As the day broke on Saturday the storm had moved from the south to Gotland and Öland. Despite concerns that Alexander could wreak havoc the storm turned out to be less severe than expected, with only minor reports of damage.
"From there the storm is slowly pulling away but we are measuring wind speeds of 20 – 22 metres per second in the villages in the south of Öland and even more on Gotland's southern cape. There the wind is 20 metres per second but we have measured 31 metres per second in the villages," SMHI meterologist Chrysanthi Grammatopoulou told the TT news agency.
On Friday the Swedish weather agency (SMHI) issued a class 2 warning – the second highest warning on the agency's scale for southern Sweden as storm Alexander approached.
As a precaution train and ferry services in the south were ground to a halt, including on the Öresund bridge which connects Sweden with Denmark.
Late on Friday night the bridge was reopened but motorists were urged to drive carefully.
In Jönköping the storm in addition to heavy snowfall caused several traffic accidents.
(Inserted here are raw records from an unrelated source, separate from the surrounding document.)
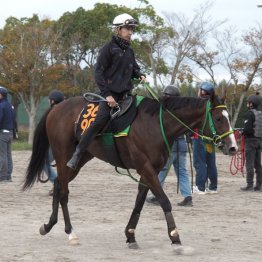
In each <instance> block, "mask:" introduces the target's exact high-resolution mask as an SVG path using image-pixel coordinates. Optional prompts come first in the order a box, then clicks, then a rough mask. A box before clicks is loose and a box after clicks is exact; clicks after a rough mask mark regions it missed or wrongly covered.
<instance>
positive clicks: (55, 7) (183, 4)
mask: <svg viewBox="0 0 262 262" xmlns="http://www.w3.org/2000/svg"><path fill="white" fill-rule="evenodd" d="M142 1H143V0H142ZM148 1H149V3H150V4H151V5H152V6H153V7H154V9H155V11H156V12H157V14H158V15H160V16H161V17H164V16H165V14H171V13H180V14H183V15H184V16H185V17H187V18H188V19H189V20H190V17H191V16H192V15H193V14H194V10H196V9H199V8H200V6H201V5H204V4H205V3H206V2H207V0H148ZM209 2H211V3H213V5H212V7H211V9H210V11H209V14H210V17H211V18H212V20H213V21H222V20H225V19H227V23H225V24H224V25H223V26H224V27H227V26H234V27H235V30H236V31H237V32H239V33H240V34H241V33H242V32H245V31H248V30H249V29H250V28H253V27H257V25H258V24H260V25H262V21H261V19H262V8H258V7H257V5H262V0H209ZM96 3H109V4H116V5H118V6H120V5H124V6H126V7H129V8H135V7H143V4H141V0H140V1H138V0H104V1H98V0H6V1H5V3H4V5H3V6H2V7H1V9H0V28H3V27H4V25H5V20H6V19H7V18H8V17H10V16H13V17H16V18H18V19H21V18H23V17H27V18H30V17H32V16H33V14H37V15H38V16H39V18H40V19H44V18H49V19H51V20H57V19H59V18H60V17H61V16H62V15H63V14H64V13H65V12H73V11H75V10H76V9H77V8H79V7H83V8H84V9H85V10H90V9H93V8H94V5H95V4H96ZM220 70H223V69H220ZM217 76H218V78H221V79H224V78H227V77H225V73H224V72H223V71H220V72H219V73H218V74H217ZM203 77H205V75H204V76H203ZM261 83H262V79H261Z"/></svg>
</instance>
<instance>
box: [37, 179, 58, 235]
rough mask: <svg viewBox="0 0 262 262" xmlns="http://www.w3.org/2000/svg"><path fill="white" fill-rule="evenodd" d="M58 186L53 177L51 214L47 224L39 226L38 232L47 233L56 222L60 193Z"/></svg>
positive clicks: (40, 233) (50, 229)
mask: <svg viewBox="0 0 262 262" xmlns="http://www.w3.org/2000/svg"><path fill="white" fill-rule="evenodd" d="M59 191H60V186H59V183H58V181H57V179H55V181H54V193H53V204H52V209H53V210H52V214H51V216H50V219H49V222H48V224H44V225H42V226H41V227H40V234H41V235H45V234H47V233H48V232H49V231H50V230H51V229H52V227H53V226H54V225H55V224H56V223H57V216H58V208H59V195H60V192H59Z"/></svg>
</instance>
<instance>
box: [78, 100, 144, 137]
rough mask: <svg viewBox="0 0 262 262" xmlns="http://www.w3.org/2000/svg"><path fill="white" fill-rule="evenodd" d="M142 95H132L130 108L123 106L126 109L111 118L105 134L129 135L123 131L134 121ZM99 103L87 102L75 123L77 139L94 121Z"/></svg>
mask: <svg viewBox="0 0 262 262" xmlns="http://www.w3.org/2000/svg"><path fill="white" fill-rule="evenodd" d="M143 98H144V97H142V96H132V102H131V105H130V106H129V108H128V110H126V108H123V107H122V108H121V106H120V108H121V110H123V111H125V112H124V113H123V114H121V111H120V114H119V115H120V116H119V117H116V118H114V119H111V120H110V122H109V124H108V125H107V126H106V129H105V130H103V134H105V133H112V134H113V135H114V136H119V132H120V133H122V135H127V132H128V131H127V132H121V131H123V130H128V127H129V126H130V125H131V123H132V122H133V121H134V119H135V117H136V112H137V106H138V105H139V104H140V102H141V101H142V100H143ZM98 107H99V103H98V102H87V103H86V105H85V106H84V108H83V109H82V110H81V112H80V114H79V116H78V119H77V121H76V125H75V134H76V137H77V140H78V141H79V139H80V137H81V135H82V134H83V133H84V131H85V130H86V129H87V128H88V127H89V126H90V125H91V124H92V122H94V120H95V117H96V114H97V111H98Z"/></svg>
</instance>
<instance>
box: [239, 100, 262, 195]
mask: <svg viewBox="0 0 262 262" xmlns="http://www.w3.org/2000/svg"><path fill="white" fill-rule="evenodd" d="M260 104H261V97H260V96H258V95H251V96H249V97H248V98H247V108H248V111H247V113H246V115H245V121H244V129H243V135H244V137H245V159H246V181H247V185H246V186H245V187H241V188H240V189H241V191H253V190H255V191H261V184H262V167H261V149H262V145H261V144H262V112H261V111H259V110H258V106H259V105H260ZM254 169H255V171H256V185H255V187H253V184H254Z"/></svg>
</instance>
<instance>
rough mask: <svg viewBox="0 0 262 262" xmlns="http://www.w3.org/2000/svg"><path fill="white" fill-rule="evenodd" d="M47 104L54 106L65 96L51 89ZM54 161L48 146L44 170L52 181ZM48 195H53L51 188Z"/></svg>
mask: <svg viewBox="0 0 262 262" xmlns="http://www.w3.org/2000/svg"><path fill="white" fill-rule="evenodd" d="M48 99H49V104H50V107H54V106H55V105H56V104H59V103H60V102H62V101H64V99H65V96H64V94H63V93H62V92H61V91H59V90H52V91H51V92H50V93H49V94H48ZM53 161H54V157H53V153H52V151H51V148H50V147H49V151H48V162H46V163H45V171H46V173H47V174H48V177H49V181H50V182H52V183H54V181H55V179H56V178H57V173H56V171H55V169H54V168H53V167H52V165H51V163H52V162H53ZM49 195H50V196H52V195H53V189H51V190H50V191H49Z"/></svg>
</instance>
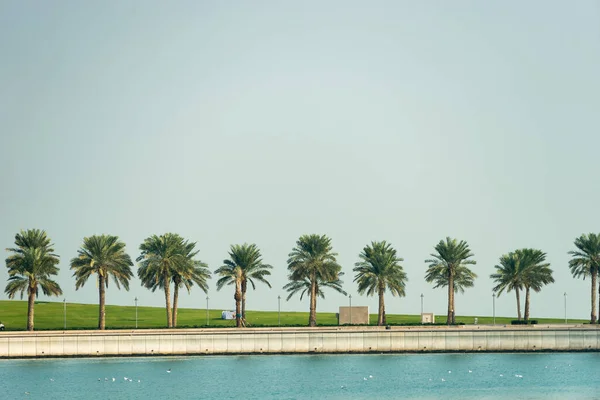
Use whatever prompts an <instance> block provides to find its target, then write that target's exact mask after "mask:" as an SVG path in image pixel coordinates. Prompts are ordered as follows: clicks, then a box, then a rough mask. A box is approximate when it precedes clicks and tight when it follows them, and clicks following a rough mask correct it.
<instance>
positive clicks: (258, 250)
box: [215, 243, 273, 328]
mask: <svg viewBox="0 0 600 400" xmlns="http://www.w3.org/2000/svg"><path fill="white" fill-rule="evenodd" d="M271 269H273V267H272V266H270V265H269V264H265V263H263V261H262V256H261V254H260V250H259V249H258V247H257V246H256V245H255V244H246V243H244V244H243V245H232V246H231V248H230V250H229V258H228V259H226V260H223V266H221V267H220V268H217V269H216V270H215V274H217V275H219V276H220V277H221V278H220V279H219V280H218V281H217V290H221V288H223V286H225V285H234V286H235V293H234V296H233V298H234V300H235V320H236V326H237V327H238V328H240V327H242V326H244V325H245V318H246V315H245V314H246V289H247V287H248V282H250V284H251V285H252V288H253V289H256V287H255V284H254V280H257V281H259V282H263V283H264V284H265V285H267V286H268V287H269V288H270V287H271V284H270V283H269V281H268V280H267V279H266V278H265V277H266V276H269V275H271V271H270V270H271Z"/></svg>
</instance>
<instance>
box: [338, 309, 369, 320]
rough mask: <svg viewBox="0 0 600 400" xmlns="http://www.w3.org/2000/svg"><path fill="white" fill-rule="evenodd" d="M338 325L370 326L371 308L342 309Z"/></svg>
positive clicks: (340, 311)
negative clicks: (370, 310) (369, 314)
mask: <svg viewBox="0 0 600 400" xmlns="http://www.w3.org/2000/svg"><path fill="white" fill-rule="evenodd" d="M338 325H369V307H365V306H355V307H340V312H339V313H338Z"/></svg>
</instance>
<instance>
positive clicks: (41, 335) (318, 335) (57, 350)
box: [0, 324, 600, 359]
mask: <svg viewBox="0 0 600 400" xmlns="http://www.w3.org/2000/svg"><path fill="white" fill-rule="evenodd" d="M597 351H600V327H598V326H597V325H596V326H594V325H580V324H577V325H531V326H519V325H516V326H512V325H507V326H505V325H460V326H452V327H448V326H431V327H423V326H418V327H413V326H409V327H406V326H391V327H389V329H386V327H383V326H382V327H379V326H368V327H365V326H357V327H346V326H344V327H315V328H310V327H303V328H286V327H282V328H278V327H272V328H204V329H203V328H192V329H176V330H174V329H138V330H135V329H133V330H109V331H106V330H105V331H98V330H93V331H33V332H22V331H18V332H17V331H4V332H0V359H24V358H97V357H148V356H200V355H204V356H207V355H250V354H257V355H258V354H271V355H272V354H287V355H289V354H380V353H382V354H383V353H390V354H401V353H407V354H409V353H410V354H414V353H416V354H423V353H485V352H488V353H514V352H537V353H540V352H597Z"/></svg>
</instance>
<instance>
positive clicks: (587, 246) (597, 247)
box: [569, 233, 600, 324]
mask: <svg viewBox="0 0 600 400" xmlns="http://www.w3.org/2000/svg"><path fill="white" fill-rule="evenodd" d="M575 247H577V250H576V251H570V252H569V255H571V256H572V258H571V260H569V268H570V269H571V274H573V276H574V277H575V278H580V277H583V279H585V278H586V277H587V276H589V277H591V280H592V296H591V297H592V312H591V315H590V324H595V323H596V322H597V315H596V287H597V283H596V282H597V280H598V271H600V234H595V233H590V234H587V235H585V234H584V235H581V236H580V237H578V238H577V239H575Z"/></svg>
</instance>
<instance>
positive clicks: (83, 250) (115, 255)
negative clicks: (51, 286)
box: [71, 235, 133, 330]
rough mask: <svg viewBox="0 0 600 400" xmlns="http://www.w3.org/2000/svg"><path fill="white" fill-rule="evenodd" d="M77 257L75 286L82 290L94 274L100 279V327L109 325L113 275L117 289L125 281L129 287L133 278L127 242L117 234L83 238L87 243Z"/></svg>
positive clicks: (102, 329) (99, 281)
mask: <svg viewBox="0 0 600 400" xmlns="http://www.w3.org/2000/svg"><path fill="white" fill-rule="evenodd" d="M77 254H78V255H77V257H75V258H72V259H71V269H72V270H74V272H73V276H74V277H75V278H76V281H75V289H76V290H79V288H80V287H82V286H83V285H84V284H85V283H86V282H87V280H88V278H89V277H90V276H92V274H96V275H97V279H98V281H97V282H98V297H99V307H98V329H101V330H103V329H104V328H105V327H106V288H108V282H109V280H110V277H111V276H112V278H113V281H114V282H115V285H116V286H117V289H121V285H123V287H124V288H125V290H129V280H130V279H131V277H132V276H133V273H132V272H131V266H132V265H133V262H132V261H131V257H129V255H128V254H127V253H126V252H125V243H123V242H122V241H120V240H119V238H118V237H117V236H112V235H94V236H90V237H86V238H84V239H83V246H81V248H80V249H79V250H77Z"/></svg>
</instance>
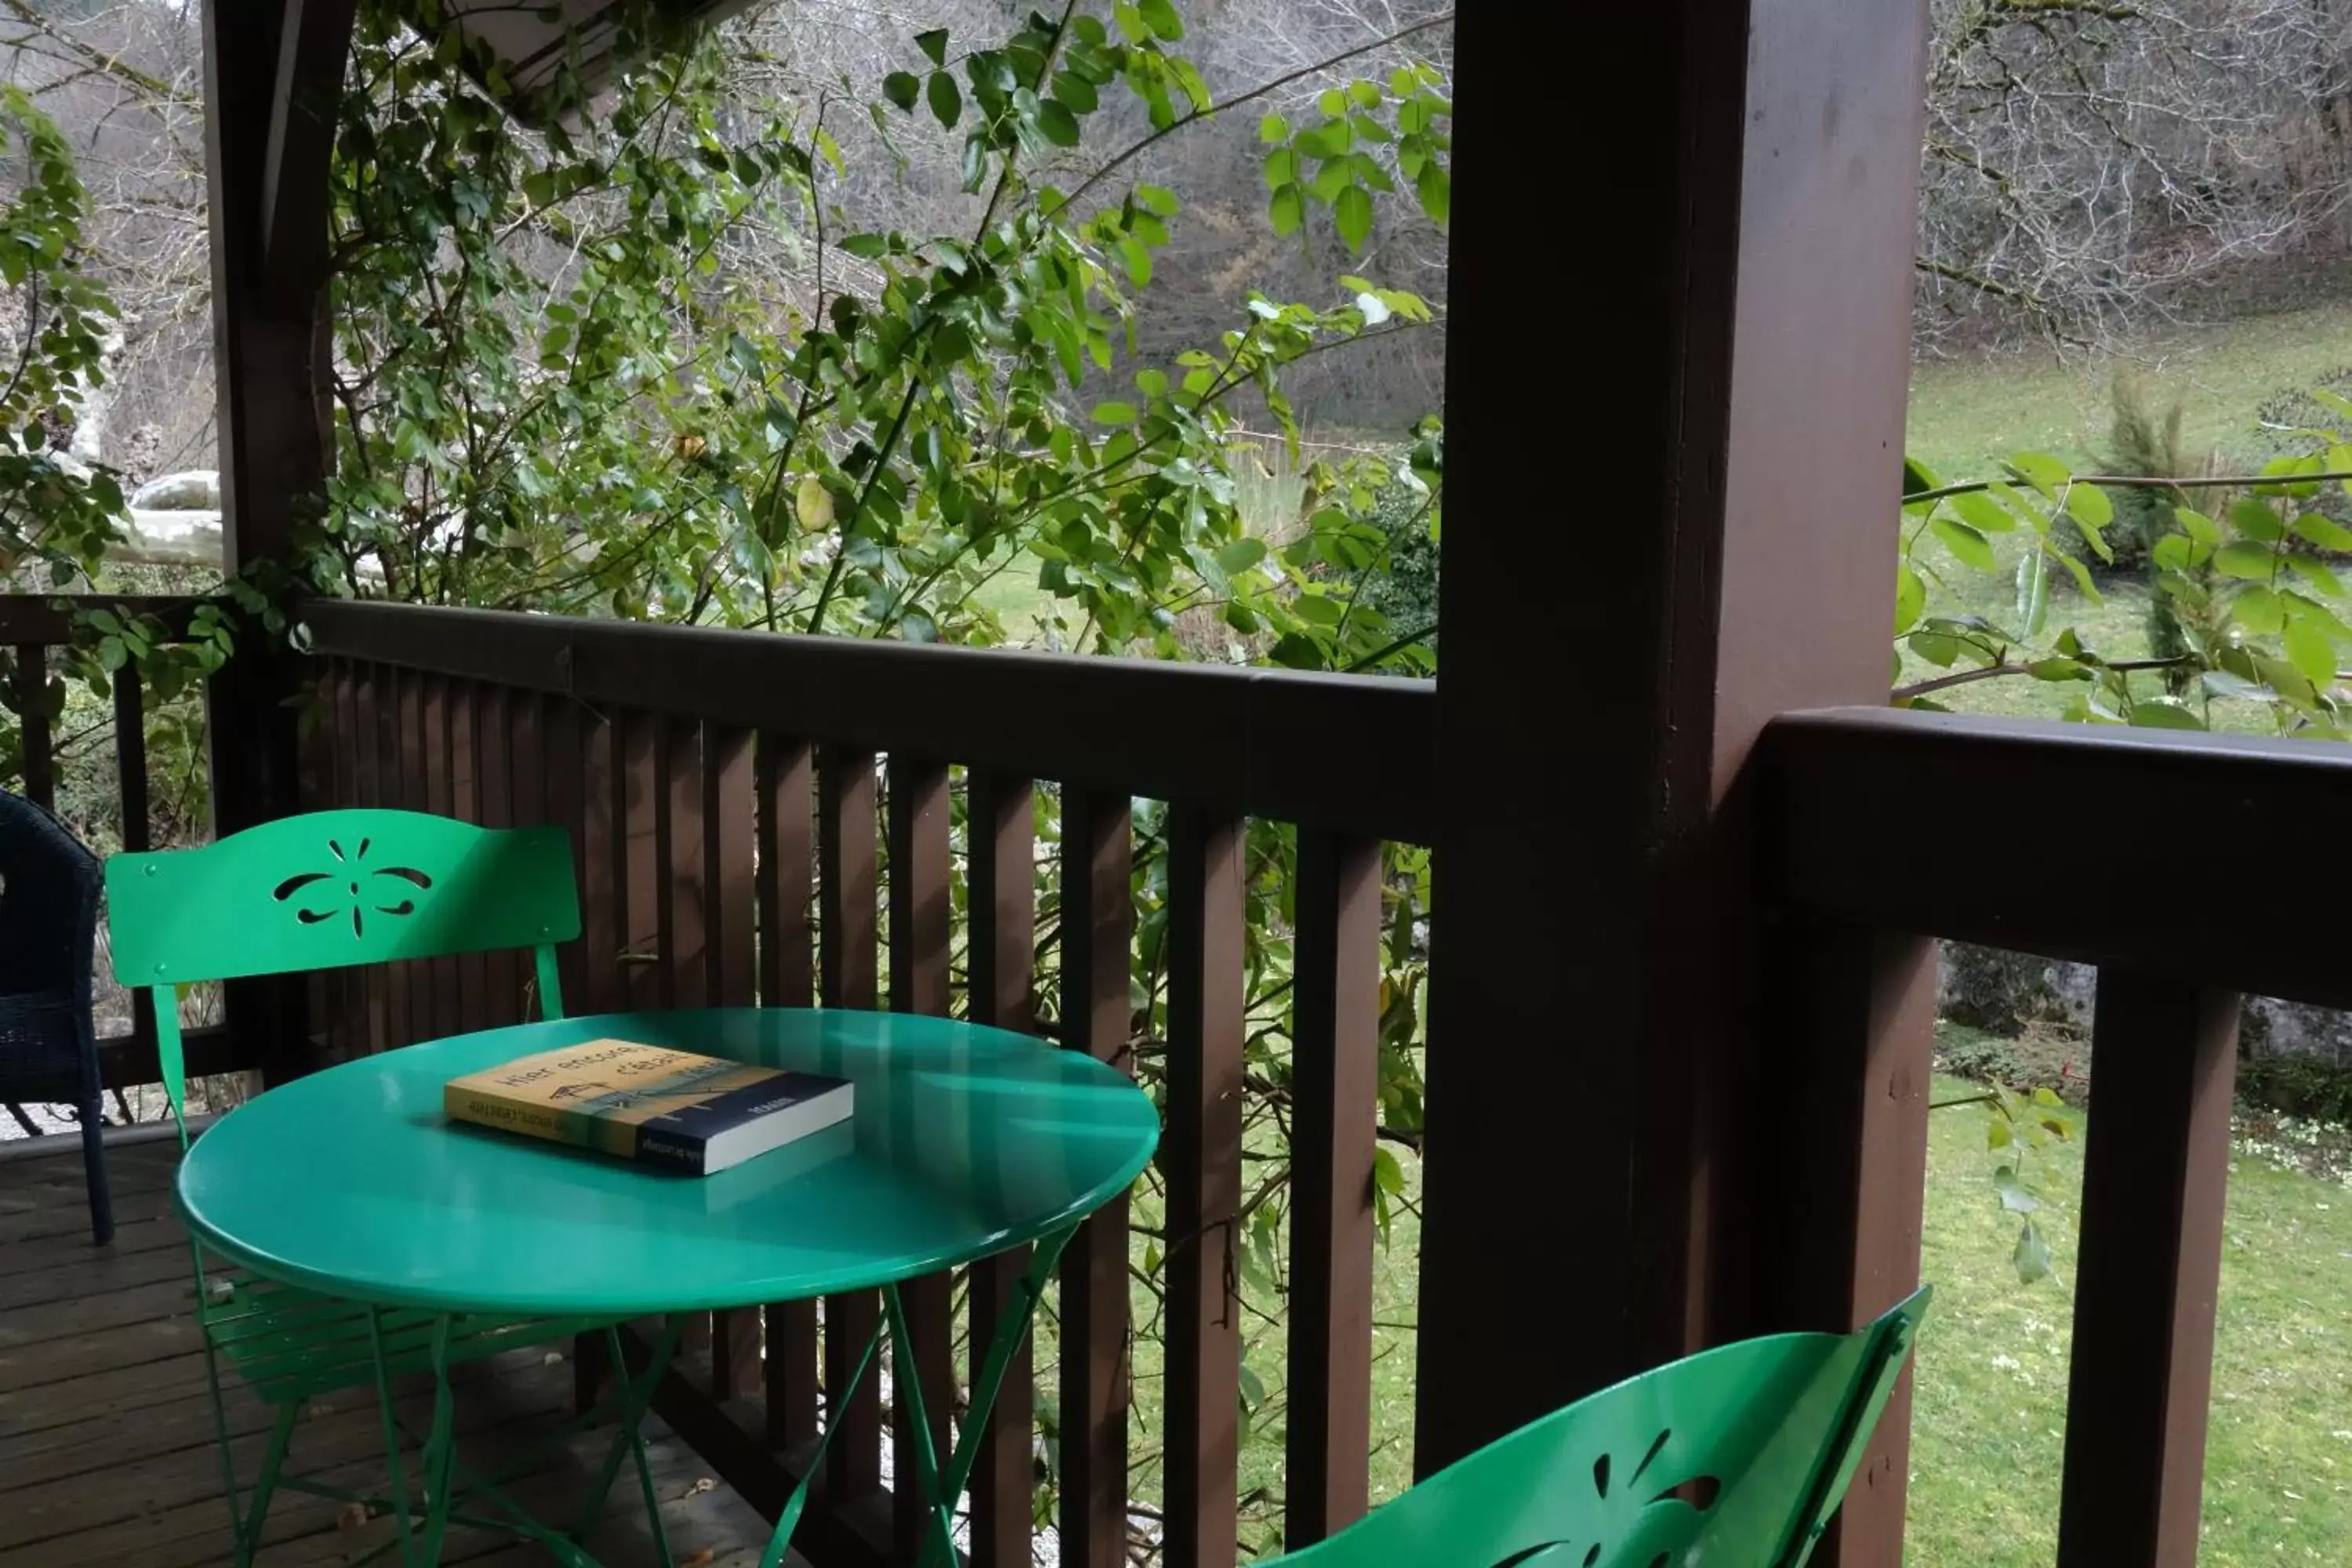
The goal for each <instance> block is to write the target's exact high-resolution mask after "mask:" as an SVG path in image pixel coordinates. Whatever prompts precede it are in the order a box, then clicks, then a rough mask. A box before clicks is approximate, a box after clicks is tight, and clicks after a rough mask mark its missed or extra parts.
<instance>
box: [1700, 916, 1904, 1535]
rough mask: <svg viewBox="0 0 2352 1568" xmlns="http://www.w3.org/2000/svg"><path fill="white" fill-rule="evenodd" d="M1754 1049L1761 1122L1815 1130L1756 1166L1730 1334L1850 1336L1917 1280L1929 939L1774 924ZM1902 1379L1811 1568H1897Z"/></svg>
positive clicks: (1820, 922) (1902, 1492)
mask: <svg viewBox="0 0 2352 1568" xmlns="http://www.w3.org/2000/svg"><path fill="white" fill-rule="evenodd" d="M1764 973H1766V976H1771V992H1769V1004H1766V1027H1769V1051H1771V1056H1769V1058H1766V1063H1764V1072H1762V1084H1766V1086H1769V1088H1771V1093H1773V1098H1771V1103H1769V1105H1764V1107H1759V1114H1757V1121H1759V1124H1762V1126H1813V1124H1818V1126H1825V1128H1837V1131H1835V1135H1823V1138H1804V1140H1799V1147H1797V1150H1795V1152H1792V1154H1790V1157H1788V1159H1783V1161H1762V1164H1759V1166H1757V1171H1759V1180H1762V1182H1764V1187H1762V1190H1759V1192H1757V1194H1755V1201H1752V1204H1750V1213H1755V1215H1757V1225H1759V1227H1762V1232H1764V1234H1759V1237H1757V1239H1755V1258H1757V1260H1759V1267H1757V1279H1755V1309H1752V1314H1750V1316H1748V1319H1743V1321H1740V1324H1738V1333H1743V1335H1745V1333H1778V1331H1806V1328H1811V1331H1820V1328H1839V1331H1844V1328H1858V1326H1860V1324H1867V1321H1872V1319H1877V1316H1879V1314H1882V1312H1886V1309H1889V1307H1893V1305H1896V1302H1898V1300H1903V1298H1905V1295H1910V1293H1912V1291H1915V1288H1917V1286H1919V1218H1922V1213H1924V1208H1926V1105H1929V1084H1931V1079H1933V1065H1931V1056H1933V1044H1936V1034H1933V1027H1936V945H1933V943H1929V940H1924V938H1915V936H1905V933H1882V931H1870V929H1865V926H1856V924H1851V922H1839V919H1813V917H1804V914H1783V917H1778V919H1776V922H1773V926H1771V947H1769V950H1766V957H1764ZM1907 1472H1910V1371H1905V1373H1903V1380H1900V1382H1898V1385H1896V1392H1893V1396H1891V1399H1889V1401H1886V1410H1884V1413H1882V1415H1879V1425H1877V1429H1872V1434H1870V1446H1867V1448H1865V1450H1863V1462H1860V1469H1856V1474H1853V1486H1851V1488H1846V1502H1844V1507H1842V1509H1839V1512H1837V1519H1832V1521H1830V1533H1828V1535H1825V1537H1823V1542H1820V1552H1816V1554H1813V1566H1816V1568H1837V1566H1839V1563H1846V1566H1853V1568H1860V1566H1872V1568H1875V1566H1877V1563H1898V1561H1903V1490H1905V1476H1907Z"/></svg>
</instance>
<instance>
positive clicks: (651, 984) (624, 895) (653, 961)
mask: <svg viewBox="0 0 2352 1568" xmlns="http://www.w3.org/2000/svg"><path fill="white" fill-rule="evenodd" d="M661 729H663V722H661V719H656V717H654V715H652V712H628V715H621V717H619V719H614V738H616V745H619V750H616V757H614V783H616V790H619V795H616V797H614V809H616V813H619V825H621V837H619V851H621V872H619V889H621V999H619V1004H621V1006H628V1009H656V1006H661V903H663V898H661V893H663V884H666V872H668V867H666V865H663V860H661V811H663V785H661V755H659V752H661Z"/></svg>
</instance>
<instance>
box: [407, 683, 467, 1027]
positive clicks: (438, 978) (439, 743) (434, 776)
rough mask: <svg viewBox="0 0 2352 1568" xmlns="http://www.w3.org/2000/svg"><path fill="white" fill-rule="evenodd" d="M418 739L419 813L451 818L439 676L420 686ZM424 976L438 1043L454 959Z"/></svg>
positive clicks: (449, 776)
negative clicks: (428, 997) (423, 812)
mask: <svg viewBox="0 0 2352 1568" xmlns="http://www.w3.org/2000/svg"><path fill="white" fill-rule="evenodd" d="M416 719H419V738H421V743H423V752H421V755H419V766H421V769H423V783H426V799H423V806H419V811H430V813H433V816H452V811H454V799H452V773H449V682H447V679H445V677H440V675H428V677H426V682H423V705H421V710H419V715H416ZM419 969H421V971H423V973H426V992H428V994H430V999H433V1001H430V1013H428V1016H426V1039H440V1037H445V1034H456V1032H459V1027H461V1020H459V997H456V959H428V961H426V964H419Z"/></svg>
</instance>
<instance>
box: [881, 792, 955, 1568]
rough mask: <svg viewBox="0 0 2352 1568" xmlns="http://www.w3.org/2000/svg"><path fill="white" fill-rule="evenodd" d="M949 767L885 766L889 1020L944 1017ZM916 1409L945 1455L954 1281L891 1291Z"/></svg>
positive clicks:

Rescue services reported there were an estimated 30 accidents reported over the course of Friday night.
"Fortunately there have been no fatal or serious injuries reported," Bo Gunnarsson of the Jönköping police told SVT news.
The storm briefly left an estimated 5,000 houesholds without power but by Saturday morning the vast majority had electricity again.
All warnings for severe winds over land have now expired but there is still a class one warning in place for gales over the Baltic sea and the Åland islands.
For the weekend the forecast is for generally calm conditions and sunny spells for most of the country according to SMHI.